No one has been more concerned about that erosion of time than Athletics Director Debbie Weems.
“My goal mainly has been to get this thing etched somewhere,” said Weems, a district employee of more than 26 years. “I don’t want us to lose our history.”
Her proposal – to preserve the school district’s great sports moments by permanently honoring those who create them – came to fruition last year as the Mansfield ISD Athletics Hall of Honor inducted its first class.
The district is taking nominations for the second group of inductees through May 15. They will be announced in June and recognized at a banquet at the Center for the Performing Arts in August, said Weems.
She said she hopes to have a 2014 class of about eight individuals and a team.
The Lady Tigers were well represented in the inaugural Hall of Honor class, which included, individually, Coach Samantha Morrow, center Brie Madden Rodmon and point guard Erin Grant as well as the entire 1998-99 team, which compiled a 38-0 record en route to winning the first of those four straight 5A championships.
Also inducted were James L. Coble and Royce Womble, Mansfield High football players in the 1940s who went on to be inducted into their colleges’ halls of fame, and tireless volunteer Michele Purgason.
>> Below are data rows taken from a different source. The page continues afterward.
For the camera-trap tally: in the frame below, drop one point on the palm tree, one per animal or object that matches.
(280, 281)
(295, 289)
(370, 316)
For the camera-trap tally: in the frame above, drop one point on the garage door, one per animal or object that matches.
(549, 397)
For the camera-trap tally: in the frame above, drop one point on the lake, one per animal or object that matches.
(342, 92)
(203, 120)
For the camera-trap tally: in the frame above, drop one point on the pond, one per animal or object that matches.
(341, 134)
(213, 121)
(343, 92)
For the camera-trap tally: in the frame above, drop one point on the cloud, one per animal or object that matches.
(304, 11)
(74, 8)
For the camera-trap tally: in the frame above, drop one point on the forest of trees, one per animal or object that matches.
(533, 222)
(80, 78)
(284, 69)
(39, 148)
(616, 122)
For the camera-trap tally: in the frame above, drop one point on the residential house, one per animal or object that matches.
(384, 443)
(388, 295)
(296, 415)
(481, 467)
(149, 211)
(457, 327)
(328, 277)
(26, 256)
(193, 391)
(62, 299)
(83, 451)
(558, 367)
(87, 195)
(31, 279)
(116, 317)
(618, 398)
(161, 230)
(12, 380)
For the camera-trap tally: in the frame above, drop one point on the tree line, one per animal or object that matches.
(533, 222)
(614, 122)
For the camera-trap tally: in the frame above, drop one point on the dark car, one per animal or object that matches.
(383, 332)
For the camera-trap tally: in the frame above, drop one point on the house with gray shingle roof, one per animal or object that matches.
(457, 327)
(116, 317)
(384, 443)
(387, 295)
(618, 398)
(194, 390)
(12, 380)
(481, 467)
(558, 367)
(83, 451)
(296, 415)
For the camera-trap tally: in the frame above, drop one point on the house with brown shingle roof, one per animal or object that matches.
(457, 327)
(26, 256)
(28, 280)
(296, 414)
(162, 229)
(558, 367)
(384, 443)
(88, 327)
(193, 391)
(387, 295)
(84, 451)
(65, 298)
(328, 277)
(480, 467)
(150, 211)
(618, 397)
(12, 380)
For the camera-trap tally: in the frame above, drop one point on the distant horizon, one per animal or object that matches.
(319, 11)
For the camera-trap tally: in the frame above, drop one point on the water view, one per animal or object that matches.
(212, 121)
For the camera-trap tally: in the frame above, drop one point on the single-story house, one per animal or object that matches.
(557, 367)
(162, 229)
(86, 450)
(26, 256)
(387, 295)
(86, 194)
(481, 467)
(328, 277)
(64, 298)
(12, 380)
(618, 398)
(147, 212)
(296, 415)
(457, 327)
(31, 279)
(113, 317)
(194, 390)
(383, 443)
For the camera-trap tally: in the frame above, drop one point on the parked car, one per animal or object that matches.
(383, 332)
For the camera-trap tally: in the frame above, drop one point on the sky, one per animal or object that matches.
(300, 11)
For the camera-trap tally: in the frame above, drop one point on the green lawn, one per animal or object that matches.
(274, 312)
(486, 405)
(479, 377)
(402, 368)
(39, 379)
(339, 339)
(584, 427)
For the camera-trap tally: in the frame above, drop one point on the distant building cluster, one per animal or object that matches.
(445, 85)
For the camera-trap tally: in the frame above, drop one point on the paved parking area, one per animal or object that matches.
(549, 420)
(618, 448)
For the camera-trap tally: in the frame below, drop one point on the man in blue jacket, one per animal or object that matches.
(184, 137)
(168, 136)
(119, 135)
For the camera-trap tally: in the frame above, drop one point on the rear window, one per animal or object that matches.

Vernon Newsom, who retired as superintendent in 2009 and died a month later in a motorcycle accident, was awarded the first and only Cornerstone Inductee Award, citing his distinguished service to the district as a teacher, coach, principal and superintendent.
A wall was dedicated in the community room at Vernon Newsom Stadium for plaques and photos of the first and future inductees, Weems said.
Morrow, after ringing up a 413-77 record during 14 years of coaching at Mansfield, went to the University of Texas at Arlington as head women’s basketball coach for six seasons and now is the girls basketball coach and assistant campus coordinator at South Grand Prairie High School.
Morrow said she was happy to hear that the Hall of Honor had been finally established after several years of prioritizing, and humbled to make the inaugural class.
She said those high school basketball championships are still the highlight of her career.
“It has had a huge impact on my life, not just in coaching, but in meeting people, and the different avenues that it has opened for me career-wise,” Morrow said, whose Hall of Honor designation makes her mark indelible. “I’m always going to be attached to that, which is phenomenal.”
Rodmon said she was surprised to learn of her selection for the Hall of Honor.
“When I first heard about the Hall of Honor and that they were taking nominations, there were like 15 women I wanted to nominate,” she said. “I was really floored to be chosen.”
Rodmon, who went on to play basketball at Kansas State and now is a real estate attorney in Dallas, said she has a more mature perspective now on those magical championship years, when she and her teammates were engrossed in training and winning, and at times enjoying the celebrity. Most went straight from high school to becoming immersed in college sports and working toward other championships.
“It took a couple of years being out of sports, when you slow down and look back,” she said. “We really didn’t realize how special that was, how much it was lightning in a bottle. I kind of think that the greatest thing at the time was how the community rallied around us.”
The Hall of Honor banquet in August gave her an opportunity to show her appreciation. She recommended the 2014 inductees make similar use of their moment in the spotlight.
“There are lots of great women’s basketball programs out there, but I really can’t think there was any community more supportive than the Mansfield community was,” Rodmon said. “Look at this as an opportunity to really thank everybody who helped you accomplish what you accomplished.”